Among them were Frank, Harry (Ness) and James (Bert) Jarman. Frank and Ness both died fighting and Bert was discharged after contracting malaria fighting in Palestine. Bert passed away in 1922.

From his time in the Jordan Valley, Bert learned to fully understand the importance shade plays in the environment. Post-war and back on the farm Bert began planting a network of shelter trees – an antipodean with the reality of windy plains. Serving as a floral fingerprint of the lands from which the idea was derived, many of Bert’s original hedgerows remain on the property. They don’t just provide shelter, but also food and travel corridors for wildlife – we’re talking birds, insects, and mammals.

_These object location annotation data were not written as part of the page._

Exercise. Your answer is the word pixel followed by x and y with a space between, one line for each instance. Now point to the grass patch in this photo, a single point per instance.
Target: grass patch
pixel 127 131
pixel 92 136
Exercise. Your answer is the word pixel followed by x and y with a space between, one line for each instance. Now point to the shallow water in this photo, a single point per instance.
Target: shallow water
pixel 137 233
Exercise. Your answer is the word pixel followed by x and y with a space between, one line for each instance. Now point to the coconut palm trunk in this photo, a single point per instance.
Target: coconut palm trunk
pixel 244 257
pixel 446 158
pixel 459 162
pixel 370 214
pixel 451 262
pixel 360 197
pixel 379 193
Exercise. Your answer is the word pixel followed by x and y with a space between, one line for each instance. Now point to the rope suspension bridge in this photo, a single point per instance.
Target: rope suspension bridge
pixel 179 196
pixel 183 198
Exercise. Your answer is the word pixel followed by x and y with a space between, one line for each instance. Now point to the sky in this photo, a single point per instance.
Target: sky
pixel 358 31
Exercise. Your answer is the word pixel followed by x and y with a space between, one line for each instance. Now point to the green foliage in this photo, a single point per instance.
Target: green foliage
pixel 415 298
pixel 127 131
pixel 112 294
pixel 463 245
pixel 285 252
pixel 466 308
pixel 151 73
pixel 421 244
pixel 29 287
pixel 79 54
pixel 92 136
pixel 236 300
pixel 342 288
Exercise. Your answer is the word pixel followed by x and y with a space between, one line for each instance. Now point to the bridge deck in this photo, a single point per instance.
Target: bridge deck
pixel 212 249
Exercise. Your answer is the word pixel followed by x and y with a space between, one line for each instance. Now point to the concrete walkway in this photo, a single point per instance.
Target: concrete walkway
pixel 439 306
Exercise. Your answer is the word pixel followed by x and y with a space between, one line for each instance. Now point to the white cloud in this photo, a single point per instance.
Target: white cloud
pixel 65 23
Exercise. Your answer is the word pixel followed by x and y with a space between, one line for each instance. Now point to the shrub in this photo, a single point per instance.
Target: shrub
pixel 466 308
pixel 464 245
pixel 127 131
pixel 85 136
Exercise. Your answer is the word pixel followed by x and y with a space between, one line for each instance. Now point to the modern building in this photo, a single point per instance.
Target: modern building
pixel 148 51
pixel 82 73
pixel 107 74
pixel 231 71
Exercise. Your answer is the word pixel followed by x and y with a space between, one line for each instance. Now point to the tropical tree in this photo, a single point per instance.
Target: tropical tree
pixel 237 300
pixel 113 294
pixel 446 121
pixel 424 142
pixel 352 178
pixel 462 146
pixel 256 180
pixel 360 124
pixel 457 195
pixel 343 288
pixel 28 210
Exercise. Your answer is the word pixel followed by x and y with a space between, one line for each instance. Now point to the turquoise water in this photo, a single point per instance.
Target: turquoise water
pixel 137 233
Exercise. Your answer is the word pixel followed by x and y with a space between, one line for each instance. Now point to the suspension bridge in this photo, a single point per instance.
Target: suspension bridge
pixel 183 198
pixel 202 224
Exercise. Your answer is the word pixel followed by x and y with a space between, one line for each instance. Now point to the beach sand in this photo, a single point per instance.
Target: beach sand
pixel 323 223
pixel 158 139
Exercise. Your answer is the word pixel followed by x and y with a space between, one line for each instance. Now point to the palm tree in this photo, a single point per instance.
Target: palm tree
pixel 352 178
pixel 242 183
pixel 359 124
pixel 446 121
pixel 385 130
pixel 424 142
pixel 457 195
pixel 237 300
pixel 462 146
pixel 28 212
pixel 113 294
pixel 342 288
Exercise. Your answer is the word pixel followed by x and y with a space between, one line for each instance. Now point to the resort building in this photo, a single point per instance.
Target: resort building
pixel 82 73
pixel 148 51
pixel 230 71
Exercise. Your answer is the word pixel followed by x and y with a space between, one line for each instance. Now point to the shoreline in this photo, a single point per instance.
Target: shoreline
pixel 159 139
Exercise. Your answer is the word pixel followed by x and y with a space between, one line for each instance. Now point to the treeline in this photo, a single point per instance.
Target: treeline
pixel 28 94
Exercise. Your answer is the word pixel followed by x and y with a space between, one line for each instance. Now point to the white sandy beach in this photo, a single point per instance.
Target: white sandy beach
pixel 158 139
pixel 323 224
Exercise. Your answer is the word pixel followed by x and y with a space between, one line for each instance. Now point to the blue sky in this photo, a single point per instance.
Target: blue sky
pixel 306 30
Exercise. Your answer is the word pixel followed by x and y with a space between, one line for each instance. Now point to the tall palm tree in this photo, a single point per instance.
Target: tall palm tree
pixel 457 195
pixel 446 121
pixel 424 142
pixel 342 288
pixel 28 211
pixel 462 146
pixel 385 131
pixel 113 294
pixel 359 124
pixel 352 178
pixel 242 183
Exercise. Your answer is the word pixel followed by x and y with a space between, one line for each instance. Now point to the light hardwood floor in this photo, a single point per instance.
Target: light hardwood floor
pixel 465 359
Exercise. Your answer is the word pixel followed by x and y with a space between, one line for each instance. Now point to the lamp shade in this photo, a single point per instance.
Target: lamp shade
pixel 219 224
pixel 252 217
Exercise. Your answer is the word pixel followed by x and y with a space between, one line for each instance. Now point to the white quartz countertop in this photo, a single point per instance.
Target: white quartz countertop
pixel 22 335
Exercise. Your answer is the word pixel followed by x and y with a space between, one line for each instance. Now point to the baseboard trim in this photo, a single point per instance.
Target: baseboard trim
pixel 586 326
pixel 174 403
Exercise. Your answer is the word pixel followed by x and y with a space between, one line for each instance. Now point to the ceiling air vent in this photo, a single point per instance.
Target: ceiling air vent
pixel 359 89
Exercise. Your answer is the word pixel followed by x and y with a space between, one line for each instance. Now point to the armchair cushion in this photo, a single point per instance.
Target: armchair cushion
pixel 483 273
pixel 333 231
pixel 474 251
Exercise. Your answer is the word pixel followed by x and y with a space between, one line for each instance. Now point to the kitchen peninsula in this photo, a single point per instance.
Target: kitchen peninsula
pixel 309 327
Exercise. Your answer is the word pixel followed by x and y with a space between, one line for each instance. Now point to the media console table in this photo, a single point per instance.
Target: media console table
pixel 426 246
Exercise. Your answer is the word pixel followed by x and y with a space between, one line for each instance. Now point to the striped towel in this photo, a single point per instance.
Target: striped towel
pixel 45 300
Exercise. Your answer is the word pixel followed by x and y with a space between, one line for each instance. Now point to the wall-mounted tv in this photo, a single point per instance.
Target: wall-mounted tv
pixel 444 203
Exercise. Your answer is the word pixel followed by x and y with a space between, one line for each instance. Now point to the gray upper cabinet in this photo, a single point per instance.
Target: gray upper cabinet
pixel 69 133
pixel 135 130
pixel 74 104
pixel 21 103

The severe Nor’West gale of 1975 further demonstrated the necessity of increased shelter, invaluable for soil conservation and efficient irrigation.

Early Adopters.

The Canterbury Plains have never been an easy area for farming. The hot, dry weather provides the necessary conditions for arable farming, but it also presents many challenges including agricultural drought conditions.

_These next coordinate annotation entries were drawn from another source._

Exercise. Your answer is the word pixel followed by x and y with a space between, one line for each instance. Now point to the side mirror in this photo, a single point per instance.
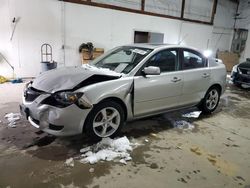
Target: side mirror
pixel 151 70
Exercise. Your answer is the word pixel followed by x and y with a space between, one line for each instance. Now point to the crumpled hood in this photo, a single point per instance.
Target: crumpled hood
pixel 245 65
pixel 67 78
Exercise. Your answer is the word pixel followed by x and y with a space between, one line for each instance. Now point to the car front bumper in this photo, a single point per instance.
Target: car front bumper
pixel 53 120
pixel 240 78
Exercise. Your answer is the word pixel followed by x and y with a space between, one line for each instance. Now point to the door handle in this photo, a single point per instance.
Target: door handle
pixel 206 75
pixel 176 79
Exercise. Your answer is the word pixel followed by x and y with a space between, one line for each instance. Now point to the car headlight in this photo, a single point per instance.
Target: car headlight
pixel 234 68
pixel 67 97
pixel 239 71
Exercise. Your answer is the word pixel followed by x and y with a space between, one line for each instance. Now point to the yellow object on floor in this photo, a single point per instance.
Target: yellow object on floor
pixel 3 80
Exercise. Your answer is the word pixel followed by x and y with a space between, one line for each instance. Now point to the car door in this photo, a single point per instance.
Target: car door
pixel 156 93
pixel 196 76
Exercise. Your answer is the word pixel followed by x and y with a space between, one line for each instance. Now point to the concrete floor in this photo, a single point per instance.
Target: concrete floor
pixel 216 153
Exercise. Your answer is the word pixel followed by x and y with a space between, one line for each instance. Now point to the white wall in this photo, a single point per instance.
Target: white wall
pixel 244 23
pixel 68 24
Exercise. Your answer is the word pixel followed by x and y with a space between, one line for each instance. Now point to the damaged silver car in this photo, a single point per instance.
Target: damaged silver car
pixel 127 83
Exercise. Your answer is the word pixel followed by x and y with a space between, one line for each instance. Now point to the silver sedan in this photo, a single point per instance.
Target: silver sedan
pixel 127 83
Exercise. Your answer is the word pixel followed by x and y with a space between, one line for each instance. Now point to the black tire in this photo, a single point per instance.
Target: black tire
pixel 94 114
pixel 204 106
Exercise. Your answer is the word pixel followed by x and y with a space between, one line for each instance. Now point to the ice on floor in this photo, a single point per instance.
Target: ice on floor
pixel 194 114
pixel 69 162
pixel 12 119
pixel 108 150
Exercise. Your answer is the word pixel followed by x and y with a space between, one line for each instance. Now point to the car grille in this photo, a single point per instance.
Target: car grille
pixel 31 94
pixel 245 71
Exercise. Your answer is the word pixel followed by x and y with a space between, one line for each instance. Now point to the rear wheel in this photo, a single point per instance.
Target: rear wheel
pixel 105 120
pixel 210 101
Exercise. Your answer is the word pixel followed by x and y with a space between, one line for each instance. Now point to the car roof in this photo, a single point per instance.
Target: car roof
pixel 161 46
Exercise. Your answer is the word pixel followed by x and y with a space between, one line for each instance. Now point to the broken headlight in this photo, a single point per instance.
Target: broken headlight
pixel 67 97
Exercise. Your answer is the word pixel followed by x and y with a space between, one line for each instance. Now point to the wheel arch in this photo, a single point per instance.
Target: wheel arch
pixel 115 99
pixel 216 85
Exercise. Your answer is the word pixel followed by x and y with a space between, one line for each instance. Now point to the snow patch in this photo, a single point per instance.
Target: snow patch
pixel 194 114
pixel 12 119
pixel 69 162
pixel 182 124
pixel 245 86
pixel 108 150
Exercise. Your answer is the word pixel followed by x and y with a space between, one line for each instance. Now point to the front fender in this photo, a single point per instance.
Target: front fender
pixel 120 88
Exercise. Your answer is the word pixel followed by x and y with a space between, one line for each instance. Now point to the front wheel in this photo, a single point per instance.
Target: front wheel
pixel 105 120
pixel 210 101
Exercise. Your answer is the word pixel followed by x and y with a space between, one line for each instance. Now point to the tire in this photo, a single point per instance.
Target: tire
pixel 105 120
pixel 210 101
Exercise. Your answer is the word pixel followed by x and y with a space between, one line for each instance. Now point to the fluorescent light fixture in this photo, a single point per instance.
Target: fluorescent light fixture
pixel 207 53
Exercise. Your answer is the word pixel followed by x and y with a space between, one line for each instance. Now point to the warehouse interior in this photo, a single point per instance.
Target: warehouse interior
pixel 208 151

The first water from CPWL was delivered to the gate of Essendon Farm on 1 September 2018. Not only were Paul and Ann early adopters, but they are also proud advocates of CPWL. Paul says “It was heartbreaking year after year to see all your hard work going nowhere – with droughts and dry months leading to crops withering in November. Improving water on the farm has been a lifeline”.

“We signed up for CPWL in our 40s and the water arrived in our 60s, the change has been a wonderful thing; our family has been farming since 1863 and that is a lot of heritage to be guardians of. We understand that sometimes we have to make big decisions, not just for us but for future generations. The decision to join the scheme delivered certainty for those generations” says Ann.

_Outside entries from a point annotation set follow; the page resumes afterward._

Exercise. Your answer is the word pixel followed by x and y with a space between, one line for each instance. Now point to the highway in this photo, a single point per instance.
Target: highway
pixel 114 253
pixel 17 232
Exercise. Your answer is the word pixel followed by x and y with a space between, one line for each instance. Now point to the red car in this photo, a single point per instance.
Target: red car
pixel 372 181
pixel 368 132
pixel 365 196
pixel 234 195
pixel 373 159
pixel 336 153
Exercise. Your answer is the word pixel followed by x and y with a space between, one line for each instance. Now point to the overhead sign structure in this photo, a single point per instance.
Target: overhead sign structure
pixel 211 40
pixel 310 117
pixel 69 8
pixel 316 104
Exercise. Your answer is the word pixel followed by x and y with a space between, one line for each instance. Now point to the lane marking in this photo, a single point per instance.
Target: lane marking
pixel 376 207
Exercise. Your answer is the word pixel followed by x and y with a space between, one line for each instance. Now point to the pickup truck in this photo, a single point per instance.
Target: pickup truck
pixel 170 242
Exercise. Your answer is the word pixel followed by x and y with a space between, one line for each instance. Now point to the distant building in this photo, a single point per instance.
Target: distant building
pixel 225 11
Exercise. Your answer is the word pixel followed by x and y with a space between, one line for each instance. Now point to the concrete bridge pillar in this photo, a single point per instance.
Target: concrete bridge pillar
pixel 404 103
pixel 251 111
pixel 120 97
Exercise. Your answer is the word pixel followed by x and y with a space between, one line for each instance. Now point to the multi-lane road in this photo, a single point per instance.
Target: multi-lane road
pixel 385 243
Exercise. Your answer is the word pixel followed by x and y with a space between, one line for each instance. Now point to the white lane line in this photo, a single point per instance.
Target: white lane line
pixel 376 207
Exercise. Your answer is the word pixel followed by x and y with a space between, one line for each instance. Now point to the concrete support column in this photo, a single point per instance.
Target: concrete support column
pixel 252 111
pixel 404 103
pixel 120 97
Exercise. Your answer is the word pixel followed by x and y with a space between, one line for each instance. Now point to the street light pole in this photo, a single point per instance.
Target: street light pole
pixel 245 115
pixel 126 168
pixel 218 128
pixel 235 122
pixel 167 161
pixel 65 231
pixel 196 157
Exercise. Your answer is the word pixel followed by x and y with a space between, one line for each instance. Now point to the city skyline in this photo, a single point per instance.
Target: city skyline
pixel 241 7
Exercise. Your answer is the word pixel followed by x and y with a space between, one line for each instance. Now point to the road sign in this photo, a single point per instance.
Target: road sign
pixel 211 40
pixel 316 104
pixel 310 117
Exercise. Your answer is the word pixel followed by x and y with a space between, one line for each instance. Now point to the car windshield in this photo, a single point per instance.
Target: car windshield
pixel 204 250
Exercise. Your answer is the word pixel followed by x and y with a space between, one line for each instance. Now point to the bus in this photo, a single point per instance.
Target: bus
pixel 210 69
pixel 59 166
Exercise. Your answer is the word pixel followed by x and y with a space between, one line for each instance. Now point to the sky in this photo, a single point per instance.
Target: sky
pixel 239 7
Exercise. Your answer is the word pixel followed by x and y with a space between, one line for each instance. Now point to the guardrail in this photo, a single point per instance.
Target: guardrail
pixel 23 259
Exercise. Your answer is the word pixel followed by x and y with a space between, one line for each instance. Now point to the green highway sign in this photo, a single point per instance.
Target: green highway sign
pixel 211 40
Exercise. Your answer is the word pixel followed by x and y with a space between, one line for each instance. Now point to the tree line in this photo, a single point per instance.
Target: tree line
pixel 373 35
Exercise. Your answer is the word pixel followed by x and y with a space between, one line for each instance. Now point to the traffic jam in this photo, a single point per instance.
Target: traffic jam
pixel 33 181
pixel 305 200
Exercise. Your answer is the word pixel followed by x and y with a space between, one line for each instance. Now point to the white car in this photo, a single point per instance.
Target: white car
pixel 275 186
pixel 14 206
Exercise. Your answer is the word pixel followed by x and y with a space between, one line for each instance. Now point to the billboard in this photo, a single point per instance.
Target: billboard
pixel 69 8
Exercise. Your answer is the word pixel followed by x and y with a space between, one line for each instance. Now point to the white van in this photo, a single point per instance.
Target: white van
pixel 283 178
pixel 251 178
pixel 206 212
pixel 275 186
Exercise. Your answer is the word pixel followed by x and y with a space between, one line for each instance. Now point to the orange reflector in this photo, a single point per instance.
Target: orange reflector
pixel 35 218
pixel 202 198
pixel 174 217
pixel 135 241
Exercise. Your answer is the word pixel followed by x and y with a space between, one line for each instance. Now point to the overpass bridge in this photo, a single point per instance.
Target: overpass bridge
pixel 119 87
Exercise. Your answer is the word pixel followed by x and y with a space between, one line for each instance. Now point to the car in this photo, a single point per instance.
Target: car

With the promise of water security, Paul and Ann converted from sheep and cropping to dairy in 2013.

Sustainable Agricultural Practises.

The goal of moving towards more sustainable farming practices took a significant step forward with a trip to the UK in 1998 to study the Linking Environment and Farming (LEAF) programme, aligning perfectly with Paul and Ann’s longterm vision for the farm. LEAF is a charitable Trust working towards environmentally sensitive methods of farming, using the best of traditional methods and modern technology.

“Research, innovation and their grassroots on-farm applications, are the cornerstones of LEAF. Through our involvement we developed new ways of thinking and technologies around more sustainable production. Translating what we learnt through the various modules played a big part in driving more sustainable and resilient farming systems” adds Paul.

On-Farm Practice.

Putting this into practice at Essendon Farm has required an emphasis on rotating crops and the adaption of no-tillage to establish most crops – and strip tillage for fodder beet. Feed barley crops are farmed with winter feed crops and pasture, in a rotation, on the dairy support block adjacent to the milking platform. And it’s paying off, the improvement of the soil’s organic matter content has gone from 4-5% to its current 7-8% since on-farm monitoring began, along with a huge 70% reduction in tractor fuel.

“Healthy soil with higher organic matter holds water like a sponge – teeming with living organisms, which in turn promotes healthy crops – those two things work hand in hand” explains Paul. Stubble burning is no longer used on the farm, rather, barley straw is baled and used for stock feed and dairy effluent is irrigated on part of the farm, replacing synthetic Nitrogen in that area.

Future Generations.

“Embracing diversity by planting a variety of crops can have many benefits, including maintaining animal health, welfare, and performance. Soil that is rich in organic matter improves pasture production and the carbon is sequestered on farm.”

“The journey we started in England in 1998 with LEAF, continues here today with our Farm Environment Plans. The farmers we saw there were protecting woodlands, fishing streams and wildlife habitats. Their efforts were recognised by a premium paid by their major customers.”

“In essence, the journey towards sustainability on Essendon Farm began long before us. We took a hint from the trees planted by my grandfather Bert, and we ran with the idea of leaving the land in a better place for our children and our grandchildren to give them the opportunity to continue as a family farm,” concluded Paul.